James was born 20 Jul 1788 in South Kingstown, Washington County, Rhode Island, and Elizabeth was born 22 Feb 1792 in Exeter in the same county. They married 06 Apr 1809 in Richmond in the same county. James died here 08 Aug 1861, and Elizabeth died in Exeter 08 Dec 1873. Their children were:

  1. Henry Barber (1810-1897) who married Eliza Ennis 20 Jan 1840 in East Greenwich, Rhode Island.
  2. George William Barber (1812-1891) who married Mary A. Green.
  3. Eliza Ann Barber (1814-1897) who married Benjamin Weeden Brayman.
  4. Mary E. Barber (1816-1874) who married Benjamin T. Adams.
  5. Willet Anthony Barber (1818-1892) who married Lucy Ann Austin.
  6. Joseph Denison Barber (1820-1897) previously discussed.
  7. Albert Stanton Barber (1822-1888) who first married Waity Peckham 21 Jul 1845 and second Eliza Peckham 21 Apr 1850, both in South Kingstown. Waity and Eliza were both daughters of Reuben S. Peckham.
  8. Sanford Barber (1825-1862) who married Elizabeth Webster 28 Jan 1856 in South Kingstown, Washington County, Rhode Island. Two of his sons relocated to Kansas.
  9. Susannah Barber (1831-1926) who married John Gifford Vaughn 24 Dec 1849 in South Kingstown and lived in Stonington, Connecticut.
  10. Moses Hazard Barber (1833-1896) previously discussed.

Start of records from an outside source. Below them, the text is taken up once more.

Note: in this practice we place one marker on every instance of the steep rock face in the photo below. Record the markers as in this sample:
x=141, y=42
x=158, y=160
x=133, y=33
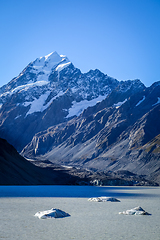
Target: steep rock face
x=49, y=91
x=108, y=136
x=15, y=170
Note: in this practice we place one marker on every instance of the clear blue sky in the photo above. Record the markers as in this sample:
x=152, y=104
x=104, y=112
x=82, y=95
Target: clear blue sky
x=119, y=37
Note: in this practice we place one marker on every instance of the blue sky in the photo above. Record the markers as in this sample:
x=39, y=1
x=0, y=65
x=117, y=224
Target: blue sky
x=119, y=37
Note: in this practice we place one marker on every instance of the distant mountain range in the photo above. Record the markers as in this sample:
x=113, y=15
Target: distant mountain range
x=52, y=111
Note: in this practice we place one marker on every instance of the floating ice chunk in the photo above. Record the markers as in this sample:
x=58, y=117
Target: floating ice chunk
x=135, y=211
x=103, y=199
x=52, y=213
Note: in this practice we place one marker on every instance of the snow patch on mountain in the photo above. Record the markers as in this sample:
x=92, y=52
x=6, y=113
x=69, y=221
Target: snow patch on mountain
x=117, y=105
x=25, y=87
x=158, y=101
x=78, y=107
x=49, y=62
x=38, y=105
x=140, y=101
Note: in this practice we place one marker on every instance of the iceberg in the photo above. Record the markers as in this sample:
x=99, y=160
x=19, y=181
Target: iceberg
x=52, y=213
x=135, y=211
x=103, y=199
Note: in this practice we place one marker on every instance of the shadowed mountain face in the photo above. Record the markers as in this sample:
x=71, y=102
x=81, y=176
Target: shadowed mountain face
x=49, y=91
x=107, y=136
x=52, y=111
x=16, y=170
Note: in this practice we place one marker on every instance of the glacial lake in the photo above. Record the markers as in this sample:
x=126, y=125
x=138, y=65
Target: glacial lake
x=88, y=220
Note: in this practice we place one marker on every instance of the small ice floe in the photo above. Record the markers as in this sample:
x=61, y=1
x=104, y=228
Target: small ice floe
x=135, y=211
x=103, y=199
x=52, y=213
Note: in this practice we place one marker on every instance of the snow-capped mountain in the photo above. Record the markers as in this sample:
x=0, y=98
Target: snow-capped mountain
x=50, y=90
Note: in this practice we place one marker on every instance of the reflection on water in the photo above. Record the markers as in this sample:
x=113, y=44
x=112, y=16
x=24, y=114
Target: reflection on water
x=87, y=221
x=76, y=191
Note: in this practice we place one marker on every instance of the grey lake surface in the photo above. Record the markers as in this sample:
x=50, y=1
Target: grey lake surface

Due to the pre-existing relationship, each family line will now be followed for two generations until merging again at the common ancestor.

The majority of the remainder of this history comes from the book, Mayflower Families Through Five Generations: Vol. 3 - George Soule, General Society of Mayflower Descendants, 1980. Parts have been updated referencing the book in progress, George Soule of the Mayflower and his Descendants in the Fifth and Sixth Generations, First Edition: Part Five, General Society of Mayflower Descendants, 2008. Its information has been cross-checked where possible with an ancestry.com database of scanned pages of books by James N. Arnold, Rhode Island Vital Extracts, 1636–1850. 21 volumes. Providence, R.I.: Narragansett Historical Publishing Company, 1891–1912. Additional Revolutionary War information is based on the original pension applications.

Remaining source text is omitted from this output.